We are in Colorado. Thanks again for the additional information and suggestions.


----------



## Fire_Goat (Jul 16, 2018)

toth boer goats said:


> Growth is one reason.
> 
> Are they head butting a lot? Chipping off from that.
> 
> ...


Thank you for the reply. Yep, both boys like to head butt. The other boy's horns look great, plus they eat the same thing, hence my concern. They don't get alfalfa hay but as the temperature is starting to drop, I am starting them on alfalfa pellets. I'm checking their feed for those minerals as well as looking at adding loose minerals to their diet. I appreciate the information.


----------



## mariarose (Oct 23, 2014)

Fire_Goat said:


> We are in Colorado.


This company says their products are tailored for the needs of animals in the Rocky Mountain area. I have no experience with them.

http://www.ranch-way.com/products/minerals-salt/ranch-way-ranch-o-min-11-goat-mineral


----------



## mariarose (Oct 23, 2014)

What did you decide to do, @Fire_Goat?
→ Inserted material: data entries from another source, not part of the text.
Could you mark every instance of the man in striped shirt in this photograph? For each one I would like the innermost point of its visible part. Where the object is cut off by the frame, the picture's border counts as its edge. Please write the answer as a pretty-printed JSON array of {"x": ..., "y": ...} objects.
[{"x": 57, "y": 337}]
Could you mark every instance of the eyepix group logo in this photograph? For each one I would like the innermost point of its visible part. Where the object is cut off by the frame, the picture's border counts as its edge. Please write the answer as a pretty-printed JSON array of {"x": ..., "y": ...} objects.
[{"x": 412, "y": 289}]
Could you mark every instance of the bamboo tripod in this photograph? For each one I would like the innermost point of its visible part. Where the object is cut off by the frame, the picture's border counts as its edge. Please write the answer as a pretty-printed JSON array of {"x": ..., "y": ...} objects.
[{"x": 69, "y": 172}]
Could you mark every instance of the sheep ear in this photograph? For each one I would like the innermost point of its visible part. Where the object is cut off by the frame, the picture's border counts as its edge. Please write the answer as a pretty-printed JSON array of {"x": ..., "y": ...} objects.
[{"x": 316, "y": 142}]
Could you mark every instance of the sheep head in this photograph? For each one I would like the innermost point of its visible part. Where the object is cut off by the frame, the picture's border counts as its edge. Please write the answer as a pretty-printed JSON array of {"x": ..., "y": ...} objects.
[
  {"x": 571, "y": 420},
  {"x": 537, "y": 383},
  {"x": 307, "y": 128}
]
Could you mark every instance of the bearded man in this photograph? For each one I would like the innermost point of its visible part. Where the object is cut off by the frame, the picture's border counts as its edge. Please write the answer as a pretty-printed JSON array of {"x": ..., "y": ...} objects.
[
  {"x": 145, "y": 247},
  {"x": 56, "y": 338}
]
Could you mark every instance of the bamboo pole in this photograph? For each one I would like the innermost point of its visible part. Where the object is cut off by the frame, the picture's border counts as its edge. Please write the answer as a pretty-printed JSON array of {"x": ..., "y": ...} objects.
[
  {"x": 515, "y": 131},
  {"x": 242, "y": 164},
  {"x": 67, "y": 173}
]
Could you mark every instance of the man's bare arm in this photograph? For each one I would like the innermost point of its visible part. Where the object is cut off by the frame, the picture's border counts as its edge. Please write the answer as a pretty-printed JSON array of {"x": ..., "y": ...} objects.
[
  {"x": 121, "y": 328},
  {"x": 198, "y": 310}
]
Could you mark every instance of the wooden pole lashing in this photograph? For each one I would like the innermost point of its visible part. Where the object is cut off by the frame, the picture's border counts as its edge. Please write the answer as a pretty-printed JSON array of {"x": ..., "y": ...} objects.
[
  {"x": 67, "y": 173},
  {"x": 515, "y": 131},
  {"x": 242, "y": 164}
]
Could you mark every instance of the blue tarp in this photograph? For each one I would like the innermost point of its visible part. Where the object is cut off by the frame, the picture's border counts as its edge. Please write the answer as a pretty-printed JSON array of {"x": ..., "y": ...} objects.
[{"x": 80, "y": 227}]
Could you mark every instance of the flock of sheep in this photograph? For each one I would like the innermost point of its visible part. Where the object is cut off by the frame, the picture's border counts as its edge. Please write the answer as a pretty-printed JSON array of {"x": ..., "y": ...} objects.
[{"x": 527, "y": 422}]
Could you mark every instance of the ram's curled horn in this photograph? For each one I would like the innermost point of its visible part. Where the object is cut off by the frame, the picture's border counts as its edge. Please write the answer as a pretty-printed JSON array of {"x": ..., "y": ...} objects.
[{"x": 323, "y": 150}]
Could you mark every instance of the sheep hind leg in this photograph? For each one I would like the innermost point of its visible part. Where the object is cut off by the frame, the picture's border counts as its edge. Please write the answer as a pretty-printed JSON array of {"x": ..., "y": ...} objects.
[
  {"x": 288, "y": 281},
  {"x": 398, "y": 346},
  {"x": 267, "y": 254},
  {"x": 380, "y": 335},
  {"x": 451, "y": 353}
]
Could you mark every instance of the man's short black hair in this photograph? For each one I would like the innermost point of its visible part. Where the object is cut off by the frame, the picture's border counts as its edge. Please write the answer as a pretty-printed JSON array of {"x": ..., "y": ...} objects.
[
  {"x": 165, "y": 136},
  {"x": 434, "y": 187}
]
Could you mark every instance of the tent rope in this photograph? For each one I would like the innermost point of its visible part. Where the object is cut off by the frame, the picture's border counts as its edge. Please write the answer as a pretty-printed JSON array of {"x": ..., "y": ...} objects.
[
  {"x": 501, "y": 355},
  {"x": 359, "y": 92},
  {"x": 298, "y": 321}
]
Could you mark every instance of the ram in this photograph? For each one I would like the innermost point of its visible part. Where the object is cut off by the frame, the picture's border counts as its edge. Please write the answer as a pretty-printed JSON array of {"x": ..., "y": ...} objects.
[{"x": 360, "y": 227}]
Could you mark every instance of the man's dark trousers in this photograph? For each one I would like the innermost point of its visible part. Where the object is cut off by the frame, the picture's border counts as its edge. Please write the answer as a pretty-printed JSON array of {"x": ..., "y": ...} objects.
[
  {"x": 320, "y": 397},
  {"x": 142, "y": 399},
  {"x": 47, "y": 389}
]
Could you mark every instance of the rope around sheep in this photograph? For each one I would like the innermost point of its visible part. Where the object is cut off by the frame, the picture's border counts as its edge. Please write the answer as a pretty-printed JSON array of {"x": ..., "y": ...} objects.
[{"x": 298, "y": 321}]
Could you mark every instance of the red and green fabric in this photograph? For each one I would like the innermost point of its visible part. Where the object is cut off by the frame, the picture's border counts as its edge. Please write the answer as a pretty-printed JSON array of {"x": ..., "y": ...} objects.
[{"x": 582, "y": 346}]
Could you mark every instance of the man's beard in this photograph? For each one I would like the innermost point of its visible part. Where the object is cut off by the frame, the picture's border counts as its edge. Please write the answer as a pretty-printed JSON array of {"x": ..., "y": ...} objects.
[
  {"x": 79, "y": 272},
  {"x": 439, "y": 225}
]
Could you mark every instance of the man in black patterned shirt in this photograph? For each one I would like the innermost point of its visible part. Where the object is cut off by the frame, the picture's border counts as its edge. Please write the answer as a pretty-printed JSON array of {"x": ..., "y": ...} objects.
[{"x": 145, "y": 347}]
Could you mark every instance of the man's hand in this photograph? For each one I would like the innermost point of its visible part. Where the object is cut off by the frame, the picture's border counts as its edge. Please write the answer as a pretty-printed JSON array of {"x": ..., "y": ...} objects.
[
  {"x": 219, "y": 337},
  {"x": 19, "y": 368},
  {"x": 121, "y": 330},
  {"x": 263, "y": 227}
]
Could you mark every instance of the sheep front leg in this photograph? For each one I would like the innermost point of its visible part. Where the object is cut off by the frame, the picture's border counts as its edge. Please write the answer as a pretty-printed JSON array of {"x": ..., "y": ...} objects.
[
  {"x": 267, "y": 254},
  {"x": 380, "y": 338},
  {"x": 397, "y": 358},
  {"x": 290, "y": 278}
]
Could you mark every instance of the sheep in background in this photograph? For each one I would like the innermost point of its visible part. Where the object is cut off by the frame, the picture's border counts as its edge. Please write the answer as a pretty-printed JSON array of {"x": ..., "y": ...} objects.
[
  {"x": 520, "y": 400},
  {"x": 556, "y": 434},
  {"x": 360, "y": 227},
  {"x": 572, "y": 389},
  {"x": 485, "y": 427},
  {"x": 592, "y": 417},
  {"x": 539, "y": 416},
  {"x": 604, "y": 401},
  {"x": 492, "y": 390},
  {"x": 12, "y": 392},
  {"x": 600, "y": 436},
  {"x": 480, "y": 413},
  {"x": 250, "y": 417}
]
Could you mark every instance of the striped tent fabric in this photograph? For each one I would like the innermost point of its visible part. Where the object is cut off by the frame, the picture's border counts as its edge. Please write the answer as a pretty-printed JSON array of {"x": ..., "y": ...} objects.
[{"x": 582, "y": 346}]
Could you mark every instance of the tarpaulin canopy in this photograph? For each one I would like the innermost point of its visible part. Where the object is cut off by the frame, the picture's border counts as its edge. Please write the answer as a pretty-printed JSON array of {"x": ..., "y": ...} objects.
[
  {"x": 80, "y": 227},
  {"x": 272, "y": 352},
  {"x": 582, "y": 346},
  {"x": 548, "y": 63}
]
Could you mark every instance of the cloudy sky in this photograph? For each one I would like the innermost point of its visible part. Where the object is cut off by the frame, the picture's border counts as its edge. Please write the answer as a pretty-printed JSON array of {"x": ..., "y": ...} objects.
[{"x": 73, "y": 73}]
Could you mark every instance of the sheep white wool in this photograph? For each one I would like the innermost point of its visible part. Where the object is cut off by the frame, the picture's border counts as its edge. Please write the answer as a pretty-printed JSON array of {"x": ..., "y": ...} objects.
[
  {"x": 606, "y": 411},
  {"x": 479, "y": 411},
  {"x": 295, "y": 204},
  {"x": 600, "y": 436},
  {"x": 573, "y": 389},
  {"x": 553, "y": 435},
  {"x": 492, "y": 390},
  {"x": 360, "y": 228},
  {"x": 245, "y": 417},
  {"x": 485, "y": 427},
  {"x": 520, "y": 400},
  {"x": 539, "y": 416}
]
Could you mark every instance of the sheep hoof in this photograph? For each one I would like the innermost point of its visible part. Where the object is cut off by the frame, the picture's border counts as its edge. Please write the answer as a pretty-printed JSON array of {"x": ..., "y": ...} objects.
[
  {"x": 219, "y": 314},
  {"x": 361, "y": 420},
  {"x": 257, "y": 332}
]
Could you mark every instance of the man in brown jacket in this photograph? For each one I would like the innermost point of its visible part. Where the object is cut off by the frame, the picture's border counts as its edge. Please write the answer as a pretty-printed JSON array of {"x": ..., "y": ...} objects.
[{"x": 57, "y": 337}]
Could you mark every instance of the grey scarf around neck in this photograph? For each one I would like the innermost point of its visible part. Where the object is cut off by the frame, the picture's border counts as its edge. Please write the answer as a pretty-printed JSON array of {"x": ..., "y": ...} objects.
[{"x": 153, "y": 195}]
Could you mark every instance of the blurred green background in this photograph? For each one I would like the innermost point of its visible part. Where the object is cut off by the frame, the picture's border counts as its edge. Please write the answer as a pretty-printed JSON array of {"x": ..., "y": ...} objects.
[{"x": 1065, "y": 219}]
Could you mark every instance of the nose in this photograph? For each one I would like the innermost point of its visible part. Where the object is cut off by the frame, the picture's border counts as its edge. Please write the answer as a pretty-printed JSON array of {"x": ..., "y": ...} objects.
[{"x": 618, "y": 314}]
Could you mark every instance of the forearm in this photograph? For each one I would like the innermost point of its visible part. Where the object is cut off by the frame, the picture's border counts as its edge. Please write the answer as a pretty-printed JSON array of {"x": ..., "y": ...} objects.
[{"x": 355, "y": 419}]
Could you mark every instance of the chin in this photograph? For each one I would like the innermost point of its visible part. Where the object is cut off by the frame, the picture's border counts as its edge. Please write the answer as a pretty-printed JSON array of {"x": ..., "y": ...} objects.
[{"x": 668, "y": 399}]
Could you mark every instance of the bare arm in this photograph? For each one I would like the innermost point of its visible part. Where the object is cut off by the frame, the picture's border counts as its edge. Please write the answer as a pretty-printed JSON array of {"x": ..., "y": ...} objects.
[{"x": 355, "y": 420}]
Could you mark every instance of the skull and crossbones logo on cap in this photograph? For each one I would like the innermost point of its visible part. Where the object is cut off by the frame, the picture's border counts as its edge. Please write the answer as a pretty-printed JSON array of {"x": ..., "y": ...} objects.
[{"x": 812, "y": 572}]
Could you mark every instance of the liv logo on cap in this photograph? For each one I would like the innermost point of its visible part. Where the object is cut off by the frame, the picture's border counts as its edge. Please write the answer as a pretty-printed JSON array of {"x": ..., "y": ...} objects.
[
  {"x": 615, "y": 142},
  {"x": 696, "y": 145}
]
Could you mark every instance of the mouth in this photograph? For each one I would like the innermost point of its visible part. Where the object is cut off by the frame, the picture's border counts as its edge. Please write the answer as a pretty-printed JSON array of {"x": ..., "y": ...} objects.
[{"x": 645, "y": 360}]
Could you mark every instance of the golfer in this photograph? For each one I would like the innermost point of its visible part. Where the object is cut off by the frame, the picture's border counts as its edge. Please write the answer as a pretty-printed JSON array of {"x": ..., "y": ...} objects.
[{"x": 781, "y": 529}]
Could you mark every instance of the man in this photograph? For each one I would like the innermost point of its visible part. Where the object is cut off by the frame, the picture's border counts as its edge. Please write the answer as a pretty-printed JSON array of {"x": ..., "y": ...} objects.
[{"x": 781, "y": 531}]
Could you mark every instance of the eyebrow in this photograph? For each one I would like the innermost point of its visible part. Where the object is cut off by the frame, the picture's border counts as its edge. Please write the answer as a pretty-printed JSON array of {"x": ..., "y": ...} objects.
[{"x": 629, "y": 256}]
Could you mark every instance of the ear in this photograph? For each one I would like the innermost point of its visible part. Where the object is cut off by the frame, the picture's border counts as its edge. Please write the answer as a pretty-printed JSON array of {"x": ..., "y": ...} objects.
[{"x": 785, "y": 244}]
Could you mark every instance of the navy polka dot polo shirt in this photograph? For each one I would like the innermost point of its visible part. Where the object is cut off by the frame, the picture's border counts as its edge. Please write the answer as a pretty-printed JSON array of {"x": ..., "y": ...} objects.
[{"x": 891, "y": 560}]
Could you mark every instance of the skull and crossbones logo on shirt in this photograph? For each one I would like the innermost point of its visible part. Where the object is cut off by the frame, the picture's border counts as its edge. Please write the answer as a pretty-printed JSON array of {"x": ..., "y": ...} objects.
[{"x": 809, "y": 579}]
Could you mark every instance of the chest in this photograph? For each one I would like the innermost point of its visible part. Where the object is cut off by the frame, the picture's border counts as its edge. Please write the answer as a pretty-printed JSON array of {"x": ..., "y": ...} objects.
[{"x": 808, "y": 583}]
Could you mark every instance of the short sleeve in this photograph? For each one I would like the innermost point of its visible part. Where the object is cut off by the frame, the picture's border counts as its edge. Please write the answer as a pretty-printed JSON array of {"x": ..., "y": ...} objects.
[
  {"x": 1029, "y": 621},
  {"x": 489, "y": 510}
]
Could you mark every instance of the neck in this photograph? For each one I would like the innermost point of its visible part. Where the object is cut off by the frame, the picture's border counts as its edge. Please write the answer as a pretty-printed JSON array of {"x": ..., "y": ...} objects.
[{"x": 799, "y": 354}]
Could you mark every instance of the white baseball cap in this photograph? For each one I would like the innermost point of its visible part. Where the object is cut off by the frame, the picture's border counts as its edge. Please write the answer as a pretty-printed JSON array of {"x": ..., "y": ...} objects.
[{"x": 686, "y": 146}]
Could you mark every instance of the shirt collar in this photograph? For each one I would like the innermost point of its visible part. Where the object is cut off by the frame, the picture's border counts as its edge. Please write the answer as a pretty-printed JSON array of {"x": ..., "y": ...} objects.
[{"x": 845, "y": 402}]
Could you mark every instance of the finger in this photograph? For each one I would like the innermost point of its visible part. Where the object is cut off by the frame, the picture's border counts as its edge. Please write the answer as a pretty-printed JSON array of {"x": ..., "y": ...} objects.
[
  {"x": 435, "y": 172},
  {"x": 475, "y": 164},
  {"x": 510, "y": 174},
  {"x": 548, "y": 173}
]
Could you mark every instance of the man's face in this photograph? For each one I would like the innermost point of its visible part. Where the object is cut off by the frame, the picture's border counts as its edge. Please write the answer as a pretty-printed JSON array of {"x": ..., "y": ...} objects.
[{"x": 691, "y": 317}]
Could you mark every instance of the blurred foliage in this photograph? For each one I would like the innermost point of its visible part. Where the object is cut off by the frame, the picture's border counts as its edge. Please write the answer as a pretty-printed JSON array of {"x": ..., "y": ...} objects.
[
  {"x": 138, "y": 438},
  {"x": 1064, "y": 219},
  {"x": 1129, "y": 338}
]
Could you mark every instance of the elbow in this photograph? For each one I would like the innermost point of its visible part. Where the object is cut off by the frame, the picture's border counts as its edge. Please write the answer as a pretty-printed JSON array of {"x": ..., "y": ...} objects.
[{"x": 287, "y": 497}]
And how has it worked?

I know it is too soon for a long term evaluation...


----------



## Fire_Goat (Jul 16, 2018)

mariarose said:


> What did you decide to do, @Fire_Goat? And how has it worked?
> 
> I know it is too soon for a long term evaluation...


 Hello there, I started using Manna Pro Goat Balancer supplement, adding it to their grain each evening. I also use lose minerals, just put that in a container, and they seem to be eating it occasionally. I have increased their hay ration, and added some oats to their diet as well since winter is is fast approaching. Our first snow was overnight (yeah!). I have noticed in that the one boys horns are looking a little thicker. That maybe the minerals or just as most people commented their growing, and thinning happens. Thanks for asking!


----------